🤖 AI Summary
This study addresses the challenge of effectively evaluating the performance of black-box multi-class classifiers without access to training details. The problem is formulated as a two-sample conditional distribution test, where simulated samples are generated and compared against real data to assess discrepancies between classifier outputs and the true conditional distribution. By integrating insights from algorithmic fairness, the Neyman–Pearson lemma, and conformal p-values, the authors develop a stable and adaptive evaluation framework. Under mild stability conditions on an auxiliary discriminator, the method yields asymptotically valid hypothesis tests.
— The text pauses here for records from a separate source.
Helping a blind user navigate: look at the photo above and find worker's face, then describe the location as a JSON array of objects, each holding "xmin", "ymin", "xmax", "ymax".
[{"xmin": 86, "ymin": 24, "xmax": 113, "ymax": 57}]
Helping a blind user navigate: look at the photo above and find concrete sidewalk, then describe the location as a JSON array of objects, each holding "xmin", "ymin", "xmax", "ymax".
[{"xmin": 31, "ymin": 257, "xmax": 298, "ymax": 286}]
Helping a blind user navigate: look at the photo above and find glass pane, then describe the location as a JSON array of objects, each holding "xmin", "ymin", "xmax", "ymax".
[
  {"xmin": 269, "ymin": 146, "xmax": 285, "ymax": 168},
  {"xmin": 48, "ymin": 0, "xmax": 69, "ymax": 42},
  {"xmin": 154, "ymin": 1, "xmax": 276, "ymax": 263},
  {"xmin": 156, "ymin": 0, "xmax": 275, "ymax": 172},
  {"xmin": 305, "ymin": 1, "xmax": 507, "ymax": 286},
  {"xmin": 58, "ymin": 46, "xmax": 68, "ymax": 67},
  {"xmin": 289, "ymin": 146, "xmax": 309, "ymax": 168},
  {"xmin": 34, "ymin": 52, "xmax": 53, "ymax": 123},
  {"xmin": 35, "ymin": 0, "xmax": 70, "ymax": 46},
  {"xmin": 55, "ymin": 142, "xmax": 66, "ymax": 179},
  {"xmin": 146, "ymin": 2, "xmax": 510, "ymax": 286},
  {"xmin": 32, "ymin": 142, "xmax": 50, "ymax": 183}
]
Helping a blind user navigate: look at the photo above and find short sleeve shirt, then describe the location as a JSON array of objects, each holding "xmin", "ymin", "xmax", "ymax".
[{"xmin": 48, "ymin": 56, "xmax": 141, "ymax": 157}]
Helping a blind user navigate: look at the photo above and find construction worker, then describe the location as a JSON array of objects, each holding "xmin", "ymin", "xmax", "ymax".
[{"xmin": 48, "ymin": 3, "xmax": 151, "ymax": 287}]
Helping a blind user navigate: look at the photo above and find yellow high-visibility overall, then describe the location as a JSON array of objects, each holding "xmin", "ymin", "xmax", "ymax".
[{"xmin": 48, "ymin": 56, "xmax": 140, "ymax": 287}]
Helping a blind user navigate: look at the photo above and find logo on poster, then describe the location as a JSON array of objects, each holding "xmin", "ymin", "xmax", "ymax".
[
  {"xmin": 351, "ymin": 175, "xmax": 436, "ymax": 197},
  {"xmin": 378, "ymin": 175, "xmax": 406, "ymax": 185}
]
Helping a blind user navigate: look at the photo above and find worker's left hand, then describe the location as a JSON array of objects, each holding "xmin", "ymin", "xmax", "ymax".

Theoretical analysis demonstrates that the approach rigorously controls Type I error while maintaining high power to detect deviations between the classifier’s behavior and the underlying data-generating mechanism.
📝 Abstract
We consider the problem of evaluating black-box multi-class classifiers. In the standard setup, we observe class labels $Y\in \{0,1,\ldots,M-1\}$ generated according to the conditional distribution $
Y|X \sim \text{ Multinom}\big(η(X)\big), $ where $X$ denotes the features and $η$ maps from the feature space to the $(M-1)$-dimensional simplex. A black-box classifier is an estimate $\hatη$ for which we make no assumptions about the training algorithm. Given holdout data, our goal is to evaluate the performance of the classifier $\hatη$. Recent work suggests treating this as a goodness-of-fit problem by testing the hypothesis
$H_0: ρ((X,Y),(X',Y')) \le δ$, where $ρ$ is some metric between two distributions, and $(X',Y')\sim P_X\times \text{ Multinom}(\hatη(X))$. Combining ideas from algorithmic fairness, Neyman-Pearson lemma, and conformal p-values, we propose a new methodology for this testing problem. The key idea is to generate a second sample $(X',Y') \sim P_X \times \text{ Multinom}\big(\hatη(X)\big)$ allowing us to reduce the task to two-sample conditional distribution testing. Using part of the data, we train an auxiliary binary classifier called a distinguisher to attempt to distinguish between the two samples. The distinguisher's ability to differentiate samples, measured using a rank-sum statistic, is then used to assess the difference between $\hatη$ and $η$ . Using techniques from cross-validation central limit theorems, we derive an asymptotically rigorous test under suitable stability conditions of the distinguisher.